It’s no secret that our emergency departments are busy. Many patients come in every day. It’s taking longer to move patients from our hospitals to more appropriate places for their care. That means it takes longer to find beds for new patients who need to be admitted.
This happens for a variety of reasons and many people are working to address these challenges. One of the most successful ways to reduce pressure on our emergency departments is also one of the simplest: keep patients who don’t need to be in the hospital out of the hospital.
Enter Dr. Atul Sunny Luthra.
Dr. Luthra, a consultant geriatric psychiatrist at St. Peter’s Hospital (SPH), specializes in understanding what it means when patients living with dementia start presenting uncharacteristic behaviours, such as performing tasks from previous careers or becoming confrontational. He understands the impact untreated behaviours can have on patients, their families and care givers, and, ultimately, how they can increase a person’s likelihood of ending up in an emergency department.
It’s important that we serve them where they are
This is why he’s spent the past 20 years developing an innovative patient-centred partnership based on an old-school approach: house calls.
“Dementia is a journey,” he says. “It’s the latter half that is often the most challenging and complex with regard to behavioural changes. Many of these patients are in a fragile state. It’s important that we serve them where they are.”
Working collaboratively with the Behavioural Health Program at SPH, Dr. Luthra’s geriatric outreach team has built relationships with long-term care homes in the Hamilton area. When a patient starts presenting behaviours outside their normal character, staff at the care facility make a call to the outreach team. A case manager will then spring into action to assess the patient, looking at their medical history, current medical issues and conducting comprehensive discussions with the family and the patient’s care team at the facility.

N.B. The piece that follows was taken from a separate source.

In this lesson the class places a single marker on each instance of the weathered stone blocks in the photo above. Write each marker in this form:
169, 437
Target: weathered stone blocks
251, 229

We couldn’t do this without them
“The person often gets lost behind the disease. We really need to understand who they were before the dementia presented itself,” says program case manager Melanie Charron. “We rely on the families and our partners at the care facilities to help us paint this picture. We couldn’t do this without them.”
The case manager’s assessment allows Dr. Luthra to understand the type of intervention needed. For many patients, the behaviours can be stabilized in their home through a range of therapy approaches.
For higher-risk or complex behaviours, the patient is brought to SPH on a short-term basis for treatment under the expertise of Canada’s largest complex care behavioural program.
“Our staff can implement changes to a patient’s care plan with the goal of reducing the responsive behaviours without decreasing functional abilities,” says Liz Mersereau, clinical manager at SPH. “We work towards building a care plan that can be replicated in the patient’s home or long-term care home, creating continuity of care for the patient while assisting with their safe transition home.”
We have a lot to learn about this disease
The results of the program speak to its effectiveness. Since it began, 98% of patients involved have never seen the inside of an emergency department as a result of their behaviours. Ultimately, this means less stress on patients, their families and the health system as a whole.
“The future of acute medical care will be determined by how well we are equipped to deal with dementia,” says Dr. Luthra. “We have a lot to learn about this disease and those who suffer with it, but we are optimistic based on our findings. Hopefully, our program will help other areas of care progress along this path.”